Viginti novem: Adieu

“Delph!” I gasped.

He bent down and pocketed Archie’s wand, which had rolled across the floor.

“Bloke can’t do much without that,” he said.

“He was going to kill me,” I said.

“I reckon he was.” He looked at the dead garm. “Your doing, I ’spect.”

“I used the Rigamorte curse, the same one Archie was going to use on me.”

I stared down at the unconscious Archie and shook my head in disbelief.

As he started to stir, I pulled my wand, aimed it at him and said, “Ensnario.”

Thick ropes appeared out of the air and wrapped themselves around Archie.

When he came fully around and realized what had happened, he looked up at me and unleashed a torrent of foul language.

Mutado,” I snapped, and my spell hit him full in the mouth, silencing him. Then I picked up my flask, while Delph easily lifted Archie off the floor and slung him over his shoulder. “We best get on with the potion making,” he said. “But we need something called Breath of a Dominici.”

“Breath of a Dominici? What’s a Dominici and how do we get its breath?”

“Haven’t the foggiest,” said Delph as we walked down the hall together with Harry Two at our heels.
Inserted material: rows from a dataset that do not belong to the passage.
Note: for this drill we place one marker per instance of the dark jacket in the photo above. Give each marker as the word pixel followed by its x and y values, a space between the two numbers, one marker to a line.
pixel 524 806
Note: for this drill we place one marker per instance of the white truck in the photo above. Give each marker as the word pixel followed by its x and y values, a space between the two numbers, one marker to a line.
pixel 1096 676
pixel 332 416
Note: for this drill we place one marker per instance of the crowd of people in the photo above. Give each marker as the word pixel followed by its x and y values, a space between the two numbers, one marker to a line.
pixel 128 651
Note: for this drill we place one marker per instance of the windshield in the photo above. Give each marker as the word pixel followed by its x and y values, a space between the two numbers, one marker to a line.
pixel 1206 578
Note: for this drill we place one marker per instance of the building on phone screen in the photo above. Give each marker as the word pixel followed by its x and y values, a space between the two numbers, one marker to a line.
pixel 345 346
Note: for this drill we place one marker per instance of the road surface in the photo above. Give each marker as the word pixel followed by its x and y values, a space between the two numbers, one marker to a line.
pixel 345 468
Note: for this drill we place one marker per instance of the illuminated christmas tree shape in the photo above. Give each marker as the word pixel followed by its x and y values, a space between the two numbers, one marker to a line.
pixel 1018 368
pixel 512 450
Archie had struggled at first but now just lay slumped over Delph’s massive shoulder.

When we reached the kitchen, Delph set Archie on the floor. Harry Two sat next to him, guarding the bloke.

Delph took me over to a table where he had lined up a row of bottles and other objects. There was a piece of parchment tacked to the wall. I set the flask of garm blood down next to the bowl of jabbit venom.
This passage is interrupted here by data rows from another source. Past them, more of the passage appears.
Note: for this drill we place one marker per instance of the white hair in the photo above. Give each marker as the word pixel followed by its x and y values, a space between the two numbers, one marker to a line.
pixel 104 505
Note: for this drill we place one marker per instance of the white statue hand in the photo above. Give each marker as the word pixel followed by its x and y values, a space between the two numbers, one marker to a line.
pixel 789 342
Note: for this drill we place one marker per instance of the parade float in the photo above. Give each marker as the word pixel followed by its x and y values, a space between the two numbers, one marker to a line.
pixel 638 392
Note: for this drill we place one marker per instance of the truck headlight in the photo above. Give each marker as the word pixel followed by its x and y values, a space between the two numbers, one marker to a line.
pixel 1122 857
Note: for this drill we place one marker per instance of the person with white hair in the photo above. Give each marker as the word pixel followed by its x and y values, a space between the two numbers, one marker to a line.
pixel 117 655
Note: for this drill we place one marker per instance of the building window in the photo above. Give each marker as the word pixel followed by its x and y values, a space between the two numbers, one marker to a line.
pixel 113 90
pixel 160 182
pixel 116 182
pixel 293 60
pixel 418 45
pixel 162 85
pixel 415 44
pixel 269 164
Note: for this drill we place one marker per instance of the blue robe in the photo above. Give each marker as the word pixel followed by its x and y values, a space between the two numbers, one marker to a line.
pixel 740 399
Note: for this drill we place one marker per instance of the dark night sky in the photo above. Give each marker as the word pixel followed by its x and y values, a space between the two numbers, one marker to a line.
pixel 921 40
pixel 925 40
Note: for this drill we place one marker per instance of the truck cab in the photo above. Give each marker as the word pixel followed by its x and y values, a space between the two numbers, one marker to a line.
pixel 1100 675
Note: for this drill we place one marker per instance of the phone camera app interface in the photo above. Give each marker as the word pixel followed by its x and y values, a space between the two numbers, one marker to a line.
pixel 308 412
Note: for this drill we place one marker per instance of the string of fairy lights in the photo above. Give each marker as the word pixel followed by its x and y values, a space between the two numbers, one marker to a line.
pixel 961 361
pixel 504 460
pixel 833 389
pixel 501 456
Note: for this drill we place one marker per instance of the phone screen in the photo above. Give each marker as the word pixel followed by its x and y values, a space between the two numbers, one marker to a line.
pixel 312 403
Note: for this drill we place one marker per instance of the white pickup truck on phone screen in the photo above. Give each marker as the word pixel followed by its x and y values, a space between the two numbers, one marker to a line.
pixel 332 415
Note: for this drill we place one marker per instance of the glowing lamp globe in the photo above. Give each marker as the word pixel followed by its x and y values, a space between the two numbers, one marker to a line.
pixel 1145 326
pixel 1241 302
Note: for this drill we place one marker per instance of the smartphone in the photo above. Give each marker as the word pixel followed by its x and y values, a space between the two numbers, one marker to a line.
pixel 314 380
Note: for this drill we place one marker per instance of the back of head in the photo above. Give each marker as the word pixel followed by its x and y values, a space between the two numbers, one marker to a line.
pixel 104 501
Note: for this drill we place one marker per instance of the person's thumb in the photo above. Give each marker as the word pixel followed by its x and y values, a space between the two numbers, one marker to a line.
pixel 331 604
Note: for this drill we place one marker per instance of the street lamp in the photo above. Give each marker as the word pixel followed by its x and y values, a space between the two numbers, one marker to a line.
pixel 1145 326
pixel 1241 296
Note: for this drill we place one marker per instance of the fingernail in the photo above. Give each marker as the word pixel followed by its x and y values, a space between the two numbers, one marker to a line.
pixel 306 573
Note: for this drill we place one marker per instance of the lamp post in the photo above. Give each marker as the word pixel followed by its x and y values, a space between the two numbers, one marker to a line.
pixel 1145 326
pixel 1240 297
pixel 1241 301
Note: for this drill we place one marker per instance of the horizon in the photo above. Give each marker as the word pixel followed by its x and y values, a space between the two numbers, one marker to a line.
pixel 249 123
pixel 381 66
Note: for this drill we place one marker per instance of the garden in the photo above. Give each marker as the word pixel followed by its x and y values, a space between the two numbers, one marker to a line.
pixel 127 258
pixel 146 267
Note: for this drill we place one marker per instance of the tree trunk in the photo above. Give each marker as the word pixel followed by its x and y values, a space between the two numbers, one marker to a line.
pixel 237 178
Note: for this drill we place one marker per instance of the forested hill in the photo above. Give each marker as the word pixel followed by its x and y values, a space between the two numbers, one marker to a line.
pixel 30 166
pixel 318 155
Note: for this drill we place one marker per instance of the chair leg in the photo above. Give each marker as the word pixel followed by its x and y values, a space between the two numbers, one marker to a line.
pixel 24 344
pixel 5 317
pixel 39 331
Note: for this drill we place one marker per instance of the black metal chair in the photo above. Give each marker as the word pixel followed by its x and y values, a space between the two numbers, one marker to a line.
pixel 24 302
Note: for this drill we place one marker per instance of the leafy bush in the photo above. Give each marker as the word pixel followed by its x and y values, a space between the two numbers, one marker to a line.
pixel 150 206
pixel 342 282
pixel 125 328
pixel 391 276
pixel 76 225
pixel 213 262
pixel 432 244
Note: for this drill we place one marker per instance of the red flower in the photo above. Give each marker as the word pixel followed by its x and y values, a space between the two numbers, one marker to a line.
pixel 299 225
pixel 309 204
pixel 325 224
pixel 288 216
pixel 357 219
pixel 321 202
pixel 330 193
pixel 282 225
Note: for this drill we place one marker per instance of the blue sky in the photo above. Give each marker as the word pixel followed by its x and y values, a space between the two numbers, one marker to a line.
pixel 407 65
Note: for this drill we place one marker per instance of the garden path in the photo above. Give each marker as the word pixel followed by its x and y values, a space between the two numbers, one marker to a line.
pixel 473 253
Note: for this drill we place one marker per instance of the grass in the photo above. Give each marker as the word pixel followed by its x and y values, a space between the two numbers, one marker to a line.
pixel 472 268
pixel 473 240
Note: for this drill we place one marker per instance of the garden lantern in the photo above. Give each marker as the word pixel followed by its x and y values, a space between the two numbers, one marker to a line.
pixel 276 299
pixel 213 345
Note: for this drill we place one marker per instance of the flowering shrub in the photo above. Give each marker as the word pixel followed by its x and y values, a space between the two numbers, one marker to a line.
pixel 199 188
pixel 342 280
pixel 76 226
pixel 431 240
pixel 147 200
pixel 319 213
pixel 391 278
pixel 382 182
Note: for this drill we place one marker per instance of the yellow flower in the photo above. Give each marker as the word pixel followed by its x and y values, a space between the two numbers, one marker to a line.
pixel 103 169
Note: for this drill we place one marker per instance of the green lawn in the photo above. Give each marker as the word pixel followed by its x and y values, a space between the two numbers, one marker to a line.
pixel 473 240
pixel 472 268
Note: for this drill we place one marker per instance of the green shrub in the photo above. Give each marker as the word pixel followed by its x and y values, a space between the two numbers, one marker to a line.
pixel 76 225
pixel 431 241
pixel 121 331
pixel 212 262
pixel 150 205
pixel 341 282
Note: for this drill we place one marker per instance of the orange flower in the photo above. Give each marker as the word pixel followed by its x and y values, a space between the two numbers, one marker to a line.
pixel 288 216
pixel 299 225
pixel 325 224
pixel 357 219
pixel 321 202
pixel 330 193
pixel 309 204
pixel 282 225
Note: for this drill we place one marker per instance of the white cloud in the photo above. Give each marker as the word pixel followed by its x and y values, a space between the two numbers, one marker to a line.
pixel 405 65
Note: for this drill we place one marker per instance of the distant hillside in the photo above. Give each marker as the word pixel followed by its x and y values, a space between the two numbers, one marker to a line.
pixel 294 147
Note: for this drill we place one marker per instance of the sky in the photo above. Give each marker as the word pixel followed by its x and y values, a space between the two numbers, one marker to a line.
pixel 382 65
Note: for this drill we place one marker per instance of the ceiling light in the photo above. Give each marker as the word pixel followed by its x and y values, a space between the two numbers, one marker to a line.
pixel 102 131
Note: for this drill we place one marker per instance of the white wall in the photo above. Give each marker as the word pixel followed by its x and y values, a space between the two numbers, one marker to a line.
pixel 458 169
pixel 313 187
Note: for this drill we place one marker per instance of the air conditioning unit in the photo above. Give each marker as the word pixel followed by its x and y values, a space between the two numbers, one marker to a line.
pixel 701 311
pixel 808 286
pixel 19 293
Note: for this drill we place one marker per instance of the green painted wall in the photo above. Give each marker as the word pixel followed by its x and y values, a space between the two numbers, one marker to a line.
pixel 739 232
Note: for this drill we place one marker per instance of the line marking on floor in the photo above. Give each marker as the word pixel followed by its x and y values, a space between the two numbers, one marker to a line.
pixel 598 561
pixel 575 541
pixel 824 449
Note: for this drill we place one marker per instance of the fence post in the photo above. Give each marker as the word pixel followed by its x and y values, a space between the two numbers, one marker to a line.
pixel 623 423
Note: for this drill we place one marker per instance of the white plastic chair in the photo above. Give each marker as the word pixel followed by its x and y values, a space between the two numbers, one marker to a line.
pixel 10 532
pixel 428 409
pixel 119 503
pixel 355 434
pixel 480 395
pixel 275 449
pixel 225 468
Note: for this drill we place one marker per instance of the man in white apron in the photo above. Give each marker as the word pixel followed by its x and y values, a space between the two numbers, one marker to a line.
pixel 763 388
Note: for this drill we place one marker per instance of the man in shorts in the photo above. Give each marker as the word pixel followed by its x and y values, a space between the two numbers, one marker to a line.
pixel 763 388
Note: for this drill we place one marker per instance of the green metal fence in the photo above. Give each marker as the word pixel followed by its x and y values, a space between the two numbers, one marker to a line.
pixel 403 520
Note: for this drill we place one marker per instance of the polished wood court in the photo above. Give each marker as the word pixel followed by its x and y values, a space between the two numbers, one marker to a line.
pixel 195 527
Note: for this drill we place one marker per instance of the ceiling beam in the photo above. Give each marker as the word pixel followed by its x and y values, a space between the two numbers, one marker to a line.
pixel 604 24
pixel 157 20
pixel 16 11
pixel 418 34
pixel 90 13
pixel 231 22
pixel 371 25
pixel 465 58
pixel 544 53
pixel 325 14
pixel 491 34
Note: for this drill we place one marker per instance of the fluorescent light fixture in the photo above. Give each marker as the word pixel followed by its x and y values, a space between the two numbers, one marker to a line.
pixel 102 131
“It’s all here,” said Delph. “ ’Cept the breath thing.” He tapped the parchment. “Took this outta that journal. Tells you how to make it. Steps you got to do. Figgered you’d be good at that, like at Stacks. I heated up some water, ’cause we’ll need to mix some of it hot.”

I looked over the parchment. “Okay, the Breath of a Dominici goes in last. Why don’t I start putting it all together and you can try and figure out this breath thing?”

Delph set off while I turned to making the elixir of youth. I took my time because I was afraid of making a mistake. There was a lot of heating up of ingredients at just the right temperature and then letting them cool down for exact times. I had brought in an old timekeeper from Astrea’s desk and used it as my timer.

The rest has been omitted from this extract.